1. PCE Index
This read on inflation is at 7:30 am CT on Monday. This is our number one event this week because it can ultimately lay the groundwork for what the Federal Reserve communicates at its policy meeting on Wednesday. Though there is less than a 5% chance the Fed will hike, a very strong read will surely spark speculation. PCE is the Fed’s preferred inflation indicator and the only guarantee is that a stronger or weaker read will encourage volatility in everything from the dollar and Treasuries to commodities as traders try to front-run the Fed. A better read is supposed to strengthen the dollar and weaken the Treasury complex while a weaker read will do the opposite.
2. Fed Meeting
The Fed begins its two-day policy meeting on Tuesday and concludes Wednesday at 1:00 pm CT with a policy decision and statement. Fed Chairwoman Janet Yellen is still at the helm and will remain there through February 3rd. Her successor, Jerome Powell was confirmed by the Senate last week. There is no press conference after this meeting and right now there is less than a 5% chance that the Fed will hike. As mentioned above, Monday’s PCE Index read should play a critical role in the Fed’s policy verbiage. The Dollar Index has already lost more than 3% this year while the S&P has gained more than 7%.
The missing piece is inflation which essentially encouraged a dovish hike in December where two members dissented for the first time. The Fed is expected to hike rates at their meeting in March but makes no mistake, the case could easily be made for action on Wednesday. With the euro at the highest level since December 2014. The ECB expressed concern at their meeting Thursday that a rising currency could slow growth and inflation in the region. The dollar is now the most oversold on the weekly since November 2007. Furthermore, traders expanded the already record long position in the euro by 25% in the week ending January 23. We have written about this currency move and have consistently expressed a long-term bearish bias in the dollar and a long-term bullish bias in the euro. This has not changed for the long-term. However, considering the aforementioned facts, a hawkish surprise which would strengthen the Dollar, could be in the cards.
3. Nonfarm Payroll
January employment data is due out Friday at 7:30 am CT. While inflation remains the key laggard in this recovery, wage growth is also mentioned in that argument. The headline read is job growth (expected +184,000) and unemployment rate (U3 at 4.1%) but as the economy heads closer to full employment, Average hourly earnings and the U6 unemployment rate (includes part-time workers at 8.1%) becomes more and more important. We will be watching these number very closely and while an argument can be made for traction in wage growth in three out of the last four months, the U6 unemployment rate has risen for two months in a row. The week opens with inflation which leads into the Fed meeting, but Nonfarm Payroll will bring the grand finale.
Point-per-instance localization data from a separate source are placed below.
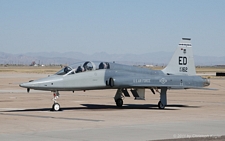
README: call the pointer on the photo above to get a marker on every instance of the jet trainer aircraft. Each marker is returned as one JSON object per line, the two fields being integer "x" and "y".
{"x": 178, "y": 74}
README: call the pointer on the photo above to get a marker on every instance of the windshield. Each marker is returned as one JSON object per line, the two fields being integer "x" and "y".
{"x": 82, "y": 67}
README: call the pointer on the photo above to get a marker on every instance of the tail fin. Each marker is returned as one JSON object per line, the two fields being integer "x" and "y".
{"x": 182, "y": 62}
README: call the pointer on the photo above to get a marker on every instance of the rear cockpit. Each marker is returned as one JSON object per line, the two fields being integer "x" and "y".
{"x": 83, "y": 67}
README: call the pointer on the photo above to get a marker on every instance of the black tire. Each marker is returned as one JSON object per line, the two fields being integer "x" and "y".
{"x": 55, "y": 107}
{"x": 119, "y": 102}
{"x": 160, "y": 105}
{"x": 111, "y": 82}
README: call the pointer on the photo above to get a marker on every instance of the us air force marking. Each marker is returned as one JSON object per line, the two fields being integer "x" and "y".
{"x": 163, "y": 80}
4. The S&P: Trump State of the Union, Fed and Earnings
Tuesday evening President Trump will give his first State of the Union address to Congress as sitting President. Last year he addressed Congress on the evening of February 28th and a calm and collected tone helped send the S&P up more than 1.5% that evening to a high of 2,401. Though the S&P is up about 20% since that day, the market did not close out above 2401 until May 24. In fact, that March 1 session high actually brought the deepest correction we have seen since the election, 3.5%. With the Fed meeting on Wednesday, it is a proven fact that the S&P tends to trade higher on Tuesdays and early in Wednesday’s session in what is known as the Fed Drift. Lastly, this is a tumultuous week for earnings with Facebook due out Tuesday after the bell and Apple, Alphabet and Amazon all due out Thursday after the bell. We have been unwaveringly bullish in the S&P (other than the last week of the year). However, if there were ever a time to see a short-term top in this run, a time in which all the buyers have finally bought, it is through this news this week.
5. Growth, Inflation and Manufacturing Worldwide
This is a huge week domestically, but we must not overlook data from the rest of the world. Last week the ECB left policy unchanged and expressed a concern that the rise in the Euro would slow growth and inflation. The Euro barely traded below 1.20 for a cup of coffee in the month of January. On Thursday it traded to 1.25765, the highest level since December 2014 before retreating through Friday. The Eurozone has GDP data Tuesday, CPI Wednesday and Manufacturing Thursday. Tuesday night is key for the far east with CPI data from Australia and Manufacturing PMI out of China. The Aussie Dollar extended gains on Friday to the highest level since May 2015 but closed just below its September 2017 high. These reads on Tuesday night as well as the private Caixin Chinese Manufacturing read Wednesday and Aussie PPI Thursday will play a key role in the Aussie Dollar trade.